Еще одним основополагающим признаком публицистического текста является его имманентная направленность на значительное изменение сознания адресата и на определенные действия адресата. Другими словами, в самом предназначении публицистического текста скрыта огромная иллокутивная сила. Часто она эффективно проявляется и приносит ощутимые эффекты. Достаточно вспомнить, какое огромное значение имели пресса и устная публицистическая речь для изменения патриотических настроений в русском обществе в революционные 1916—1917 гг., приведшие к глобальным общественным изменениям в России, или то, как от одной газетной публикации или телевизионной передачи в России 1990-х гг. рушились казавшиеся прочными экономические структуры, например, «лопались» банки.

Авторской интенции убеждения и ее реализации в публицистическом тексте (языке СМИ)
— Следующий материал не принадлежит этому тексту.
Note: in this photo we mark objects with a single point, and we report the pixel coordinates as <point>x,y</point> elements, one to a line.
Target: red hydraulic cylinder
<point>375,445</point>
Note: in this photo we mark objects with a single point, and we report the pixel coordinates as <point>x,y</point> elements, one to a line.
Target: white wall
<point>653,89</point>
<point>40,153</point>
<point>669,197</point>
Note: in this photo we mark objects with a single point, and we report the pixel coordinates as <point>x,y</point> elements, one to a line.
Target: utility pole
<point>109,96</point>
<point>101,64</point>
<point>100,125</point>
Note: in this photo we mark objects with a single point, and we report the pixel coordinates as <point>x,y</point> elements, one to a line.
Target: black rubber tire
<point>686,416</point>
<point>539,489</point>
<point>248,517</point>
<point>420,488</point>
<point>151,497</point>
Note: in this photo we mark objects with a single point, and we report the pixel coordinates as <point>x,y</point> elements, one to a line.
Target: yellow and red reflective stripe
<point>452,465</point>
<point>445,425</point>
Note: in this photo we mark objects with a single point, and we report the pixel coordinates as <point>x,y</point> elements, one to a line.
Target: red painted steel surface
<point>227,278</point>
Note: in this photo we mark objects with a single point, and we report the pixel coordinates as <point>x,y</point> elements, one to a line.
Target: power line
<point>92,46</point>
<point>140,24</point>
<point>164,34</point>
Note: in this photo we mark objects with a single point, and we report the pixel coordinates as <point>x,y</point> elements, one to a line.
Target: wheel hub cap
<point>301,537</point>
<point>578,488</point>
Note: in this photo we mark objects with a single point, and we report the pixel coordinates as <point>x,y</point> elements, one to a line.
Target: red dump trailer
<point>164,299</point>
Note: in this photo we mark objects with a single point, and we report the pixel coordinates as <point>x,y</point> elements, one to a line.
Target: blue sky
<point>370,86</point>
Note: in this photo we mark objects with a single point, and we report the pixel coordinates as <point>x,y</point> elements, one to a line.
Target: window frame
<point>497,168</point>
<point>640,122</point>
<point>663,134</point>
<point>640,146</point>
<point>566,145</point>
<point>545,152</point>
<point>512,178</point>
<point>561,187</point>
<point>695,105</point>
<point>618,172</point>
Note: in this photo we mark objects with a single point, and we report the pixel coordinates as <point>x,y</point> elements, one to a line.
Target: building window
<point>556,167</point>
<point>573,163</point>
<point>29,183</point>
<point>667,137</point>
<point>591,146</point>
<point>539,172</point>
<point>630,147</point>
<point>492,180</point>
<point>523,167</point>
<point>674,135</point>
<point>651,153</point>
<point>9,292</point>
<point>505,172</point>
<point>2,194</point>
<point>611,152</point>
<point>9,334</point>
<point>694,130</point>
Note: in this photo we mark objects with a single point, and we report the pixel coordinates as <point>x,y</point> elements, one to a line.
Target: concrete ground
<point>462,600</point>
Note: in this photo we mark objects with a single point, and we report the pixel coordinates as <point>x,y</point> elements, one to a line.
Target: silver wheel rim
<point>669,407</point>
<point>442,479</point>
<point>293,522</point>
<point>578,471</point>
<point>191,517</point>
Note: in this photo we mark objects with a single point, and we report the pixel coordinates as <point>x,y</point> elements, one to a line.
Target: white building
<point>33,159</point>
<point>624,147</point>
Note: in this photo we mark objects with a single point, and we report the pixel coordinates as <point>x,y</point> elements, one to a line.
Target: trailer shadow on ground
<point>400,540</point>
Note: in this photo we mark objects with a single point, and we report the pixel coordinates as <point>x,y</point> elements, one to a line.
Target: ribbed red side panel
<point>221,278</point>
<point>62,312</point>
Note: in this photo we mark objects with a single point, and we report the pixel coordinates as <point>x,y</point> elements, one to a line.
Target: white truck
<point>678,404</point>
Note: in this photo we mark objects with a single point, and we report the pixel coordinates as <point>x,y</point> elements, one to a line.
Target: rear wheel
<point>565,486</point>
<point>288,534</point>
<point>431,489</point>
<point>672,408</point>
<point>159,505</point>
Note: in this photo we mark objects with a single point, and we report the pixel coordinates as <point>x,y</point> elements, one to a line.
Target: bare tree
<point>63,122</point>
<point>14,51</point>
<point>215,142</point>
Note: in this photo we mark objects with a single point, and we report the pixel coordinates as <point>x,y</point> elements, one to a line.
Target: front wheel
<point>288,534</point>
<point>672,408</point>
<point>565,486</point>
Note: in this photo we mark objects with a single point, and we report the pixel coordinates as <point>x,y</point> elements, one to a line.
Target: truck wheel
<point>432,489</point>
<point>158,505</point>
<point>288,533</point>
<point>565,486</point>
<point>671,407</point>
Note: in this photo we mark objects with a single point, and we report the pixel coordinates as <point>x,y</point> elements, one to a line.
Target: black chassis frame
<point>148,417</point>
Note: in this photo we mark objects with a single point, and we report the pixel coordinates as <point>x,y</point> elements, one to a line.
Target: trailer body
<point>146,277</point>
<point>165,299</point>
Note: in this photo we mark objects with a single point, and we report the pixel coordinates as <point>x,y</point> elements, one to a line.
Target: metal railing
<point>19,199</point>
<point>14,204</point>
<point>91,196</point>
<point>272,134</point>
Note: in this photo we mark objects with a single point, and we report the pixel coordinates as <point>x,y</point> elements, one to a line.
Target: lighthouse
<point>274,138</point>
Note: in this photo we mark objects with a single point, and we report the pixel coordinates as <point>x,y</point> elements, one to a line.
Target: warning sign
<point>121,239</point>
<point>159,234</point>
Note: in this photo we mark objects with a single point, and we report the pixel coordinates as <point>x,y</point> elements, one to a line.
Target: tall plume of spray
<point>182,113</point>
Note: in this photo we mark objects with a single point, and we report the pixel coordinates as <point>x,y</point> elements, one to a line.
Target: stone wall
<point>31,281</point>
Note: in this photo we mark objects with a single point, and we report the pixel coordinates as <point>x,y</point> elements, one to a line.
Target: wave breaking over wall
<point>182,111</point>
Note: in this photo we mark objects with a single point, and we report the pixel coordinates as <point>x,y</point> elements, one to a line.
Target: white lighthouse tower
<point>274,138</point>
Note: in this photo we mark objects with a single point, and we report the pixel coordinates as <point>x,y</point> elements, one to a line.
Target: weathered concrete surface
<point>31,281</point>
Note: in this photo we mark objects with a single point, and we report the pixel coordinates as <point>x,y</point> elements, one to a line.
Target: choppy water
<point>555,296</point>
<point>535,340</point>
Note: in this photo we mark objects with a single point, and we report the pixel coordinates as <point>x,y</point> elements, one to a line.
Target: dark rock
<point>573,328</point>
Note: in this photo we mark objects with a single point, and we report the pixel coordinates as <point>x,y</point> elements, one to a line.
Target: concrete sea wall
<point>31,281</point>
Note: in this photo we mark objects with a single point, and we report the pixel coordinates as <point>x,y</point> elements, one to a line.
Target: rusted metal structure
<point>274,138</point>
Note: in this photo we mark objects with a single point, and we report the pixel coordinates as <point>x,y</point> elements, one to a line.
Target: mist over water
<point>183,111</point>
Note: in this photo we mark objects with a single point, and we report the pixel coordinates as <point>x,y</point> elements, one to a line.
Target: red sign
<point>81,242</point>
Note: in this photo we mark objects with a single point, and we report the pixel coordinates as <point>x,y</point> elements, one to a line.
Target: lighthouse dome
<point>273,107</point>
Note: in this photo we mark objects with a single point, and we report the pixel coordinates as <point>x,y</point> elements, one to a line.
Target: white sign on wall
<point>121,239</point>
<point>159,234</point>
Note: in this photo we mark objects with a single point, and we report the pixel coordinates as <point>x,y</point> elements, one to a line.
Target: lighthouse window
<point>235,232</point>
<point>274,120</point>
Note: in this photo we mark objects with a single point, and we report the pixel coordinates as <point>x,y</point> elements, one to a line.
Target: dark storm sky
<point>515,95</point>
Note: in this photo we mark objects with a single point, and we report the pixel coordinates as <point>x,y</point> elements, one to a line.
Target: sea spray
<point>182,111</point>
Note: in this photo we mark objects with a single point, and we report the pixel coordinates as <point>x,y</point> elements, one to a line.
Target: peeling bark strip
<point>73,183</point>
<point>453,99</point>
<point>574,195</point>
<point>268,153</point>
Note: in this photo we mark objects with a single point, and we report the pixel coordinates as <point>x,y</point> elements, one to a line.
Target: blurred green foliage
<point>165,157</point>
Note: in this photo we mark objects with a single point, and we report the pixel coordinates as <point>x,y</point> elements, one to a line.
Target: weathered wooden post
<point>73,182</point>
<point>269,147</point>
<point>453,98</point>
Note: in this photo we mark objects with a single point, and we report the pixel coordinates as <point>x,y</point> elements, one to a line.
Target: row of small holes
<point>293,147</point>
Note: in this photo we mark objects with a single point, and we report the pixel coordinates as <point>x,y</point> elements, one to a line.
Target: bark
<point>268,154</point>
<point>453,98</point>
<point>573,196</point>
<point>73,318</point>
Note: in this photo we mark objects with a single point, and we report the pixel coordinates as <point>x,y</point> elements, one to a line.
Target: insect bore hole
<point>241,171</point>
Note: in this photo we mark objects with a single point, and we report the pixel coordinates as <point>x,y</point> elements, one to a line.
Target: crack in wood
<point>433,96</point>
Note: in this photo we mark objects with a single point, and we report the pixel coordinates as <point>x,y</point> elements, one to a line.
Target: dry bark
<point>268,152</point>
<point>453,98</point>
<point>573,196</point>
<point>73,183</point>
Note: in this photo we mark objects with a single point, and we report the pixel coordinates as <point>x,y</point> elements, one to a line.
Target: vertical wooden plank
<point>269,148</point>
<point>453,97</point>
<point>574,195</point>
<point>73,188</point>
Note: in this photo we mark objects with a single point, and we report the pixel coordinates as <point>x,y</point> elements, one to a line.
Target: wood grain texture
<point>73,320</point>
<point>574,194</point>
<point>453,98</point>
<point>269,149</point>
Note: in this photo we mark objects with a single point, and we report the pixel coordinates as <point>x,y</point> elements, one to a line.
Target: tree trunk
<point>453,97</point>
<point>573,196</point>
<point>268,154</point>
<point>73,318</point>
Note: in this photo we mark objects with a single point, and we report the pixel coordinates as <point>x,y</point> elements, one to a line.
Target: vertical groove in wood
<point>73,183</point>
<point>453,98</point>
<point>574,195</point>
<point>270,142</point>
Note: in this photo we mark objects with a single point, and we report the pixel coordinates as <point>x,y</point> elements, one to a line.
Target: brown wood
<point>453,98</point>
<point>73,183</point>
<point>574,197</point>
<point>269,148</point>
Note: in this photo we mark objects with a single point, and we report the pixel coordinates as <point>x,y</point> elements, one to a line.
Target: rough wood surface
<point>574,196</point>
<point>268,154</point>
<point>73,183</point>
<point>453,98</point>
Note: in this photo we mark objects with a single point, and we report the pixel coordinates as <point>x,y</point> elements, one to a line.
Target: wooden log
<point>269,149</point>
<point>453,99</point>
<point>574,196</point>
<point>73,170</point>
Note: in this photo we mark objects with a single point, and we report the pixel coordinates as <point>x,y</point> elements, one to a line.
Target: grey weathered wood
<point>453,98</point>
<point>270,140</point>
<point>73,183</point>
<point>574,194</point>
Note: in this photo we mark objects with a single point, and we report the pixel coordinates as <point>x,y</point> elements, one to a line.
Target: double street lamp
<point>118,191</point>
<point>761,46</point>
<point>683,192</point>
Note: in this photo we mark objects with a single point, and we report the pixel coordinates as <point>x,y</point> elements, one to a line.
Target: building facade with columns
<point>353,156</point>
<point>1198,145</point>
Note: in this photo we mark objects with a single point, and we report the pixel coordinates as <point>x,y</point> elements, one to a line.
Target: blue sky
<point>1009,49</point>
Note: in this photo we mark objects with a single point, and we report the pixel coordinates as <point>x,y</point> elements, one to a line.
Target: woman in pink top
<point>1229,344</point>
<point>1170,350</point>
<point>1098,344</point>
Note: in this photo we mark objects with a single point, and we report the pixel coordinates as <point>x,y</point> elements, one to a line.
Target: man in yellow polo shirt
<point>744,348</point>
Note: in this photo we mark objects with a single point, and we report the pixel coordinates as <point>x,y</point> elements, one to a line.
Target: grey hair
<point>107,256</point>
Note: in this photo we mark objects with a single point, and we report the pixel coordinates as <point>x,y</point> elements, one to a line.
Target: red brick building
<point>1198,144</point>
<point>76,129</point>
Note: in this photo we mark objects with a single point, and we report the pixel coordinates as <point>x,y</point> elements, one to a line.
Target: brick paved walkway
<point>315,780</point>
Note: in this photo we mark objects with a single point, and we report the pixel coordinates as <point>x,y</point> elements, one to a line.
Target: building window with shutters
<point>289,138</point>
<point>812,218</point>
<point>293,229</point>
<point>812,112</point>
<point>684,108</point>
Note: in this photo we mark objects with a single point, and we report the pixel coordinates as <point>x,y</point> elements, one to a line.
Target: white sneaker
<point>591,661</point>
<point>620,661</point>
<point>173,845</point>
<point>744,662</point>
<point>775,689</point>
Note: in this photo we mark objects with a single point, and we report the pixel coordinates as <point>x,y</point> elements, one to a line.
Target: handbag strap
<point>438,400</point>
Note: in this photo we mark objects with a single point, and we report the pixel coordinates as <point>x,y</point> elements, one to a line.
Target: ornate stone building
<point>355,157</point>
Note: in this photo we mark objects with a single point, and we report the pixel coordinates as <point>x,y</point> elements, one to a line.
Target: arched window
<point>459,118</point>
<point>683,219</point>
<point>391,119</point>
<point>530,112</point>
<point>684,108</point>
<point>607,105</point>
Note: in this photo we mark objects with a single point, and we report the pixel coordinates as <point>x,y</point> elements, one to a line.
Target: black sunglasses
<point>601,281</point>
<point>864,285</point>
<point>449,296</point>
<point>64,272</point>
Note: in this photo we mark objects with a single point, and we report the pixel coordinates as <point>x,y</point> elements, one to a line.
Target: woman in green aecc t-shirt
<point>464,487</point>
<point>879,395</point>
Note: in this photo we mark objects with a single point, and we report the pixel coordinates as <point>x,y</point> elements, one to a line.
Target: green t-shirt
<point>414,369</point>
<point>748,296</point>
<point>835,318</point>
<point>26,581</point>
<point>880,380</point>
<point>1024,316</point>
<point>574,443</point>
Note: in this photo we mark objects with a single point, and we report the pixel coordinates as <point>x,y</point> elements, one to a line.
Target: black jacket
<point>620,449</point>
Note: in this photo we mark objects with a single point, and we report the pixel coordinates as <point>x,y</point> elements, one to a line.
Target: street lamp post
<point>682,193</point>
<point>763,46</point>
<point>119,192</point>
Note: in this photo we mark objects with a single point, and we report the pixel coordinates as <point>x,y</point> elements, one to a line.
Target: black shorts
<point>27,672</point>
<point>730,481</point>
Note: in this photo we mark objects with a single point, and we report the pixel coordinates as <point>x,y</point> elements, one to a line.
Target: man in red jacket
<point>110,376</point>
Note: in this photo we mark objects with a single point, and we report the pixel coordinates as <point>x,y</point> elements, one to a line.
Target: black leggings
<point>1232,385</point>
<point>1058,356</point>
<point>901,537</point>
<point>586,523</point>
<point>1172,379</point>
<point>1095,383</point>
только в 2000-е гг. посвящено огромное количество работ лингвистов, культурологов и специалистов по журналистике (см., например, библиографию к диссертации [Клушина 2008а]). Авторская интенция убеждения оказывается неэффективной при реализации только грубыми приемами, например, чрезмерной насыщенностью прямыми императивами («Вся власть Советам!»; «Голосуй, а то проиграешь!»). Хотя и эти примеры — часть модуса, в данном случае императивного модуса, в терминах Т. В. Шмелевой. Кроме императивного модуса, в создании воздействующих эффектов могут и принимают участие все виды модуса, одни из самых активных — оценочный и актуализационный.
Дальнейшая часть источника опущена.